Have you learned nothing from recent history?

If you’re willing to roll the dice on the destruction of our Republic, a Constitutional Convention is a damned good way to go about doing that. We only have to lose once, they only have to win once. If we win then things are somewhat improved until the next mandated Constitutional Congress. If they win they will abolish the mandated Constitutional Congress the moment they seize power and they will seize power.

Even if it’s not mandated as you suggest, it’s not a good idea to let that genie out of the bottle. Don’t think that if we are successful the other side will fail to note the success and try to use the same mechanism to their own ends. We could very likely be sowing the seeds of our own destruction.

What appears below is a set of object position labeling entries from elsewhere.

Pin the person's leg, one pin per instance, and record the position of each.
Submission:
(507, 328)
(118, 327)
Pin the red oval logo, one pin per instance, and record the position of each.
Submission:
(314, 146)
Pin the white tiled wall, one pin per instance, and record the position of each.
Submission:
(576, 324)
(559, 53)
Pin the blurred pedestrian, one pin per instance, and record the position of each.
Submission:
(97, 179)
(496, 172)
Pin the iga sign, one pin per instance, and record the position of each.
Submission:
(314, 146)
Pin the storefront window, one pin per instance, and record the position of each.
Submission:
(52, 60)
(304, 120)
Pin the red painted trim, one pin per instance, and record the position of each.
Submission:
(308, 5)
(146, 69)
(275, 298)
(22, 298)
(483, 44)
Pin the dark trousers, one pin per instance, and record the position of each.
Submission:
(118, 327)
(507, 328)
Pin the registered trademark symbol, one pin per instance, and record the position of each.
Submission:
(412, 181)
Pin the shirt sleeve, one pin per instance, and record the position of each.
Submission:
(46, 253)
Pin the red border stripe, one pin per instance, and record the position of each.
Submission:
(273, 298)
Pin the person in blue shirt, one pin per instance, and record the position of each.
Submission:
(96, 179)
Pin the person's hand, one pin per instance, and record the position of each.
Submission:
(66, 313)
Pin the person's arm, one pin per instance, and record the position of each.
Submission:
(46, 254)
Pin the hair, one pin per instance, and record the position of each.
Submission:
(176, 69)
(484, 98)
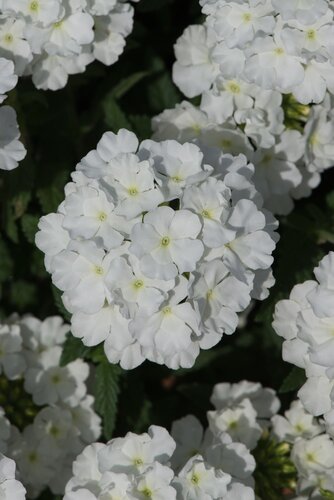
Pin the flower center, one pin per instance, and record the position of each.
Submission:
(133, 191)
(246, 17)
(138, 284)
(226, 143)
(146, 492)
(138, 461)
(177, 179)
(311, 34)
(279, 51)
(195, 479)
(206, 214)
(34, 6)
(32, 457)
(98, 270)
(233, 87)
(55, 379)
(165, 241)
(102, 216)
(8, 38)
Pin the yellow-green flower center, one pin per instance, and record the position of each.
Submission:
(138, 284)
(279, 51)
(165, 241)
(246, 17)
(133, 191)
(8, 38)
(34, 6)
(311, 34)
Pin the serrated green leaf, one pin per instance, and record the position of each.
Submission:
(23, 294)
(29, 226)
(114, 116)
(293, 381)
(163, 94)
(127, 83)
(73, 349)
(327, 494)
(6, 262)
(107, 388)
(149, 5)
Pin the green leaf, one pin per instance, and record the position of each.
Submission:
(114, 116)
(107, 378)
(6, 262)
(327, 494)
(163, 93)
(293, 381)
(149, 5)
(127, 83)
(73, 349)
(52, 193)
(29, 226)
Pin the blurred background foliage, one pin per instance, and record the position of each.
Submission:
(58, 129)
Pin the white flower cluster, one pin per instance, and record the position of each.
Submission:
(11, 149)
(52, 39)
(10, 488)
(312, 450)
(306, 322)
(156, 252)
(277, 45)
(191, 464)
(241, 60)
(44, 450)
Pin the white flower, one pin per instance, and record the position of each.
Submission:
(8, 79)
(197, 480)
(168, 334)
(166, 242)
(57, 383)
(11, 149)
(133, 453)
(155, 483)
(239, 23)
(263, 399)
(303, 12)
(132, 229)
(273, 65)
(296, 423)
(195, 69)
(10, 488)
(110, 33)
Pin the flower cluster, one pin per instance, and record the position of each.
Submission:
(312, 450)
(11, 149)
(155, 251)
(51, 39)
(241, 61)
(306, 322)
(47, 416)
(187, 464)
(273, 44)
(10, 488)
(247, 449)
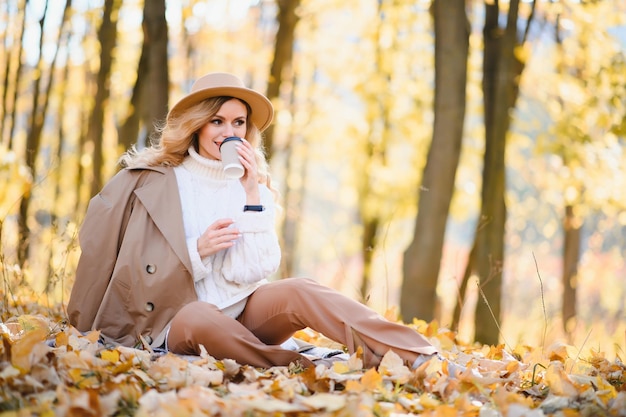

I prefer things the way they are. If the Left thinks it’s ideas are so wonderful and so universally endorsed then the standard means of ratifying an amendment should be child’s play. All they have to do is convince 3/4ths of the people to back them. Look at the 18th Amendment and the 21st Amendment. A disastrous mistake was made in convincing the populace to support the goals of a relatively small group and it was corrected. All by the process of amendment ratification with no Constitutional Congress necessary.

That proves the amendment process is viable and reasonable of itself. If there was really as much support for the Left’s agenda then it should be reasonably possible for them to get support enough to accomplish it.

They know they can’t do that. That’s why they try to implement their changes through the courts, ephemeral executive orders, social coercion and media corruption. They would jump at the opportunity to accomplish everything they want by using the lapdog media to push through their goals all at once in a Constitutional Convention. The fact that they are forced to use subterfuge and the corruption of foundational law to achieve their goals is a foreshadowing of what they will do if they have the chance to get everything all at once.

… And they have a corrupt media on their side. Did I mention that?

It’s true, we might prevail anyway. The Left might not win. But then again they might, depending on circumstances. In fact they have as good or even better chance at getting what they want than we do because they have resources we do not and they’re willing to do things we are not.

So many laws have had unforeseen consequences, good and awful, beautiful serendipity or an unruly camel’s head in the tent. It makes we wish we could just put a moratorium on new laws and clean up the crap we’ve already generated. I’d start with tightening the Commerce Clause to what the founders meant and toss the crazy bills that bent its meaning and took away our freedoms.

And providing the nearly mandatory opportunity to clarify unclear or problematical constitutional language that experience has proven to be an issue (such as the Commerce Clause, 2nd Amendment, etc.) is largely why I suggested the mandatory convention of the states in my comment above.